昔から私たちの暮らしに寄り添ってきた「へちま」。
夏の庭先にぶら下がる細長い果実は、若いうちは食べられ、成熟すれば繊維を取り出してたわしにすることができる――そんな実用性の高さから、日本の民衆文化や日用品の一部として定着していきました。
植物学的にはインドや熱帯アジア原産のウリ科の一年草とされ、日本へは中国を経由して渡来したと考えられています。
文献上では室町〜江戸期に記録が増え、江戸時代には「へちま水」という化粧水が大奥で用いられたことも知られています。
こうした生活文化への定着が、呼び名にも影響を与えていきました。
なんでいとうりと読まないのか?
さて、漢字で「糸瓜」と書いて「いとうり」と読めそうなのに、現代では普通「へちま」と読まれています。
まず「糸瓜」という表記自体は実物の特徴に由来します。
果実の中の繊維が糸のように見えることから「糸(いと)+瓜(うり)」で「いとうり」と呼ばれたのが起点とされ、辞書や古い文献には「イトウリ」「トウリ」といった別名の表記が残っています。
つまり「いとうり」は元来の説明的な名づけであり、漢字表記としては自然な形成です。
確かに完熟したものを加工してヘチマたわしにできるから糸で出来た瓜と表現されるのは納得です。
江戸時代の言葉遊びがきっかけ
それでも「いとうり」が日常の読みとして残らず「へちま」となったのは、音の変化と語の慣用化が重なった結果だと考えられます。
口語では語の頭の音が落ちることがよくあり、「いとうり」→「とうり」と短く発音されるようになった可能性があります。
江戸時代の人はせっかちなのか一番前にあった発音が省略されてしまったんですね
さらにこの「とうり(トウリ)」という音に対して後世に語呂合わせや語遊び的な説明が加えられ、「ト」はいろは歌の配列で「へ」と「ち」のあいだにある文字だから「へちま」となった
という民間伝承的な説明が広まります。
学問的にはやや説話的な解釈ですが、実際の呼称が変わる過程にはこうした口伝的な語感や遊び心が効いてくるものです。
いろは歌 歌詞
「いろはにほへと ちりぬるを わかよたれそ つねならむ うゐのおくやま けふこえて あさきゆめみし ゑひもせす」
こういう言葉遊びが定着して今も残っているものがあったりする。
例えば
スルメをアタリメと読んだりする文化の延長ですね
言葉の定着力は強く、ある読み方が「使いやすさ」や「語感」で支持されると、辞書や教科書に載るよりも先に民衆の会話で広まります。

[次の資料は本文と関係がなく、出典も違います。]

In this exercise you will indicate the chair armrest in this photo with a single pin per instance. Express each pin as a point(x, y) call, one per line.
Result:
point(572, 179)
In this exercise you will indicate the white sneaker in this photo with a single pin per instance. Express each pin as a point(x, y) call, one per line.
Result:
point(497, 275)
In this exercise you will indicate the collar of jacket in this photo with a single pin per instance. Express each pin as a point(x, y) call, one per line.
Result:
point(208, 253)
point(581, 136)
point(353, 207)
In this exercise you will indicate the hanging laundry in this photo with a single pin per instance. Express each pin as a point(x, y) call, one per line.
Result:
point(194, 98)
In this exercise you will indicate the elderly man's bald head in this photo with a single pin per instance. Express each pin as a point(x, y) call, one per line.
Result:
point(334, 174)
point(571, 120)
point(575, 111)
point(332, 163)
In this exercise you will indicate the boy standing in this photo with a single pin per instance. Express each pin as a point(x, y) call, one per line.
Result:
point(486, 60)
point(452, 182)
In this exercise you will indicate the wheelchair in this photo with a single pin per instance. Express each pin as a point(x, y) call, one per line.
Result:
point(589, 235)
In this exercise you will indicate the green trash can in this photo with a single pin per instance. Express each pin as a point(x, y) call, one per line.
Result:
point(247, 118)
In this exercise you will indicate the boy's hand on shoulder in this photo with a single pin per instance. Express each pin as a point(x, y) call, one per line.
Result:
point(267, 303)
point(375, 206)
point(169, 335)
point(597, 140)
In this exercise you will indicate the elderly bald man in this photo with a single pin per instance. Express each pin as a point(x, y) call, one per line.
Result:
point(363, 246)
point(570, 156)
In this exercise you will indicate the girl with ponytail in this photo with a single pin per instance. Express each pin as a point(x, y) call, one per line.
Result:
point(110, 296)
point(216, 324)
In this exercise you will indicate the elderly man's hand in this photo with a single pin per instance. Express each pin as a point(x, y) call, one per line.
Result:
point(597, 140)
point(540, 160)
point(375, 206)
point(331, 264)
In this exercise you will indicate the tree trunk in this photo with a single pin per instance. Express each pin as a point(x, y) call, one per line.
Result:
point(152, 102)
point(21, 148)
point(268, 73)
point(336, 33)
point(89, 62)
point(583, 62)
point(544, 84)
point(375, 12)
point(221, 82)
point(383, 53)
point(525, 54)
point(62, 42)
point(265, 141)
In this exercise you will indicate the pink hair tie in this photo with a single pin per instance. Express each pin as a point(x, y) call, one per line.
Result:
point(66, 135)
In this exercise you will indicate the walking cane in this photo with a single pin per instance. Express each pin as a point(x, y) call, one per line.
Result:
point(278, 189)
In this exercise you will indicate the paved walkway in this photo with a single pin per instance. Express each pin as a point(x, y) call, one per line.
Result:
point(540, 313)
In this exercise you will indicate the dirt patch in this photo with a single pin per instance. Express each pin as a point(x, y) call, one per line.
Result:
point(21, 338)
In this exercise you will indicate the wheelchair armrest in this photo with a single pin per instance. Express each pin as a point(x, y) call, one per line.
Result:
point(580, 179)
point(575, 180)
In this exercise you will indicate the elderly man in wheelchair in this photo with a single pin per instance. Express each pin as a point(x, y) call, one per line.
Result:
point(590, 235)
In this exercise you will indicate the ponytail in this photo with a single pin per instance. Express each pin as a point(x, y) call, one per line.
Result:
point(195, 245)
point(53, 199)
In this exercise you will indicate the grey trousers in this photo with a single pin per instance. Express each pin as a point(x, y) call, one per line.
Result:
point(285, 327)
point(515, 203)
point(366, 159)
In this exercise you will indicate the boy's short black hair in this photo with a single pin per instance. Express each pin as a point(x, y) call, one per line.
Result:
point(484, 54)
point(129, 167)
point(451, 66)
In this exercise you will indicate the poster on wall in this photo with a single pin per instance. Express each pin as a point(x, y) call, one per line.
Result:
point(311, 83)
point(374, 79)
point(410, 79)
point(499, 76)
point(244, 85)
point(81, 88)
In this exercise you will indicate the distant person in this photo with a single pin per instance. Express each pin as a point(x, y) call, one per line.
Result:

へちまが食用・薬用・化粧用と多面的に利用されることで、日常語としての出現頻度が上がり、それに伴って「へちま」という音が完全に定着しました。
江戸期の庶民文化や大奥の化粧習慣における「へちま水」のような具体的な利用例が、呼び名を後押ししたとも言えるでしょう。
まとめ
江戸時代の言葉遊びが定着した結果、いとうりと読まなくなった。
最後に強調しておきたいのは、「いとうり」という読みが完全に誤りというわけではないという点です。
和名や古文献、方言資料には「イトウリ」「トウリ」との表記・言及が残っており、辞書にも別名として記載されていることがあります。
とはいえ現代日本語では「へちま」が圧倒的に一般化しており、文字を見て直ちに「いとうり」と読む人は少数派になっています。
言語は生き物のように変わり、漢字表記と口語読みの道筋が必ずしも一直線ではないことを、へちまの名前の歴史は教えてくれます。
(参考に使った主な資料:Wikipedia「ヘチマ」、国立国会図書館の江戸時代の化粧に関する解説、植物・民俗資料ほか。)